/NocMigR2

Tools and workflows for analysing (large) audio files comprising bird vocalisations (e.g., AudioMoth or NocMig) using BirdNET-Analyzer & Audacity

Primary LanguageR

NocMigR2 package


Replacing earlier version NocMigR


This package provides workflows for processing sound files, especially comprising bird vocalisations sampled with autonomous recording devices (e.g., NocMig, NFC and AudioMoth recordings), with a main emphasis on (semi-)automatising the the detection and labelling of events with proper times-stamps. Resulting data can then be reviewed and validated using Audacity (recommended version 3.0.2).

Among others, this package relies on the following libraries:

R packages: bioacoustics, seewave, tuneR, WarbleR

python: audioop, BirdNET-Analyzer, pydub

To install the package, use devtools:

devtools::install_github("mottensmann/NocMigR2")

NocMigR2 depends on warbleR which is currently (as of 2024-07-26) missing on CRAN. If the installation above fails try:

devtools::install_github("maRce10/warbleR")

Load the package once installed:

library(NocMigR2)

Preprocessing & formatting


rename_recording

Rename audio files using a string of the form YYYYMMDD_HHMMSS that denotes the date and time of the recording start.

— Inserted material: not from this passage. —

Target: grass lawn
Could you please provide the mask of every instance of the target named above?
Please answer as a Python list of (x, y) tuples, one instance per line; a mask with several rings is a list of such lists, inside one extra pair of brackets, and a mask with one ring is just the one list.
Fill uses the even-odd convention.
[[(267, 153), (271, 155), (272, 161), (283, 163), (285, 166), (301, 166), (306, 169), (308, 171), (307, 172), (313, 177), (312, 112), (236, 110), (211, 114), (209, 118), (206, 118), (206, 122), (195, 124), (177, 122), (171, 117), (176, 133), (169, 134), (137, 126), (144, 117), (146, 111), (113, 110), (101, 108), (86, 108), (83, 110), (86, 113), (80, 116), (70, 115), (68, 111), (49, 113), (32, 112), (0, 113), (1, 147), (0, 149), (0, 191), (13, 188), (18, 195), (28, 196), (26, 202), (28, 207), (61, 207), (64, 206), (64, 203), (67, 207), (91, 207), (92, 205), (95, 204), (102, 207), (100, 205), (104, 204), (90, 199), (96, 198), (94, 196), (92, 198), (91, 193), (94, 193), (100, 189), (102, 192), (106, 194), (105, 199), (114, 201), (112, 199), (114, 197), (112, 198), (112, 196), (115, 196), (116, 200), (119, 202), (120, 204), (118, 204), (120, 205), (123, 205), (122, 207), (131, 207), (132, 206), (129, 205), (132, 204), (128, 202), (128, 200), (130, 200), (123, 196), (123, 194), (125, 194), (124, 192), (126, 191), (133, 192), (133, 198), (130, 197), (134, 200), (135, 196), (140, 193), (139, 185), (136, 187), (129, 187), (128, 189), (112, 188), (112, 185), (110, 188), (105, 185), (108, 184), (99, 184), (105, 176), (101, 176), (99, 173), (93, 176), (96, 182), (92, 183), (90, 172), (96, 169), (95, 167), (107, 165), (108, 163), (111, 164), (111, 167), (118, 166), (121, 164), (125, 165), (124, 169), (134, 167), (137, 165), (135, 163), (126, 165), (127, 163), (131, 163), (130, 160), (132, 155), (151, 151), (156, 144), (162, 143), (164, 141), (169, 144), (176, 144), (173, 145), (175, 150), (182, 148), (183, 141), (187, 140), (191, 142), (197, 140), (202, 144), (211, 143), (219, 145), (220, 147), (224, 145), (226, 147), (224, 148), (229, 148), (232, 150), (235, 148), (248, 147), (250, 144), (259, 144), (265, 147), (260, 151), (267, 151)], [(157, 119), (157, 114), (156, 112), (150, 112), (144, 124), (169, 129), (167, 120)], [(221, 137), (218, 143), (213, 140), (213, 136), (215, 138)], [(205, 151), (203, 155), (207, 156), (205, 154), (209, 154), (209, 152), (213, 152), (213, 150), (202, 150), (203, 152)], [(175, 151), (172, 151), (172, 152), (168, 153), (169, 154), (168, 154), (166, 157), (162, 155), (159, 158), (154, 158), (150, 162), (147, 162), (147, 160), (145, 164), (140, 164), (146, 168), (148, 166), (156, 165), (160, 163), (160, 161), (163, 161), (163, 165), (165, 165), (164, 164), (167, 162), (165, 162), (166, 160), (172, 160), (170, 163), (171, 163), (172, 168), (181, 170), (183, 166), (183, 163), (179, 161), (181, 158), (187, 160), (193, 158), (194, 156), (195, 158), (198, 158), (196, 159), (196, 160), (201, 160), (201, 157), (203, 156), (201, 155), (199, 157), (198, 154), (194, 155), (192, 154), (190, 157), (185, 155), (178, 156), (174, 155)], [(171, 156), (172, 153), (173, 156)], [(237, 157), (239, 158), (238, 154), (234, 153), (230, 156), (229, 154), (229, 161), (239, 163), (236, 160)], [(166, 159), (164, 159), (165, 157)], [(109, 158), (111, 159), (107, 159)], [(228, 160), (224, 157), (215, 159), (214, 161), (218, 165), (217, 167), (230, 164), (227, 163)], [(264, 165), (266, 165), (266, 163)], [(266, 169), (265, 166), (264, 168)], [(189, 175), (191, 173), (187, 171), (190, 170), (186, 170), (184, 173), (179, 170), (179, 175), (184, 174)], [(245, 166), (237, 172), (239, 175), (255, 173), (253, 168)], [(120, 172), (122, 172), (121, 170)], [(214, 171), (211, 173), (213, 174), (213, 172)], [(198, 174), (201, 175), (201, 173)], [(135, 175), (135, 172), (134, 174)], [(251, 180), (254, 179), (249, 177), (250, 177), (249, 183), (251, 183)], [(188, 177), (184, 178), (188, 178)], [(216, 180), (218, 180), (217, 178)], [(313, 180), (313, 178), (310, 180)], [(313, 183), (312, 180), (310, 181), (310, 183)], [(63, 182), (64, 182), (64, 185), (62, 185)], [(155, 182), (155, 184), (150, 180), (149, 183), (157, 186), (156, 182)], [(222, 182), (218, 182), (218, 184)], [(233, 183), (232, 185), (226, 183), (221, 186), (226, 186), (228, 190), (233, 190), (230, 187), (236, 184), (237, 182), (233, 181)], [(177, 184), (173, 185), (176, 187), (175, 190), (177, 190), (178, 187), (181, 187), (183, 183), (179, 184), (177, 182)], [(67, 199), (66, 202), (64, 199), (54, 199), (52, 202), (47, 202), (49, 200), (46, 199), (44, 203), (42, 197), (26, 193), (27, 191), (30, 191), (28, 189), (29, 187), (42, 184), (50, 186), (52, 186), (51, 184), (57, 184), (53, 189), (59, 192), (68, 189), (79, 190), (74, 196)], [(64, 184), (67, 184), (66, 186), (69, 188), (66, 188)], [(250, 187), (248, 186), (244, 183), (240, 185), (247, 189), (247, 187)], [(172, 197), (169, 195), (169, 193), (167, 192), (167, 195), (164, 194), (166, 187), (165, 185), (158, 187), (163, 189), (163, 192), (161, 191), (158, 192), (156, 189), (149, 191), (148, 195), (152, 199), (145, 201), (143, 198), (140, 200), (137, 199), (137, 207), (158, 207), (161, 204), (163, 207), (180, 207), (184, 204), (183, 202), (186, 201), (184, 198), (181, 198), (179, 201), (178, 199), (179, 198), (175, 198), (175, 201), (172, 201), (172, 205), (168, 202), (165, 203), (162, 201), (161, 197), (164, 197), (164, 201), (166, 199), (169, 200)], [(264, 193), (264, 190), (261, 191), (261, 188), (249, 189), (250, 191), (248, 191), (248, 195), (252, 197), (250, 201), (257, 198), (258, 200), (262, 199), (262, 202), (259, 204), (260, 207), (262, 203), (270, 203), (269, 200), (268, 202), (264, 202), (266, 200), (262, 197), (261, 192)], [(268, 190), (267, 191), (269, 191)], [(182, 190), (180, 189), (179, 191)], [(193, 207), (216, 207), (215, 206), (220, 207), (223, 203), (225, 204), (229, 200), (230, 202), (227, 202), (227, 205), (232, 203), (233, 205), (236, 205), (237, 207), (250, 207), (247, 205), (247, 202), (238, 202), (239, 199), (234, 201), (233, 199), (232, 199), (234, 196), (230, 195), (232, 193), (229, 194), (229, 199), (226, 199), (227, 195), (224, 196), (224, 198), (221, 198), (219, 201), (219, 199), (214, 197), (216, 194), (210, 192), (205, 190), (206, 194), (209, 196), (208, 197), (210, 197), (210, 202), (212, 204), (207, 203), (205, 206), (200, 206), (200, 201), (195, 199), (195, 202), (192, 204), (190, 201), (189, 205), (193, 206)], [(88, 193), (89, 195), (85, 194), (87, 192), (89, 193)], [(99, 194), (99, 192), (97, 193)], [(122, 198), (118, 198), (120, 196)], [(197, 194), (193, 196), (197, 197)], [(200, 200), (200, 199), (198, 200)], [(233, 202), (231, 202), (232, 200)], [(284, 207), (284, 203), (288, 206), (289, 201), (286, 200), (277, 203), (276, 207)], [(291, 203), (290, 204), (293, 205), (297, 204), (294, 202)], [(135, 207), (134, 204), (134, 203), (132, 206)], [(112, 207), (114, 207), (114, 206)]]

This convenient format is for example used by the AudioMoth), whereas other popular recording devices (e.g. PCM recorders by Olympus, Tascam and alike) typically use rather uninformative naming schemes (date + chronological number at best). rename_recording retrieves the ctime (creation time) from audio files to compose a date_time ('YYYYMMDD_HHMMSS'}) string. Note, audio recorders vary in the way individual audio files are saved when in continuous recording mode. Supported options are:

  1. ctime = 'first': (e.g. Olympus LS-3) Each audio file shares the ctime of the first file. Therefore ctime of subsequent recordings are easily computed.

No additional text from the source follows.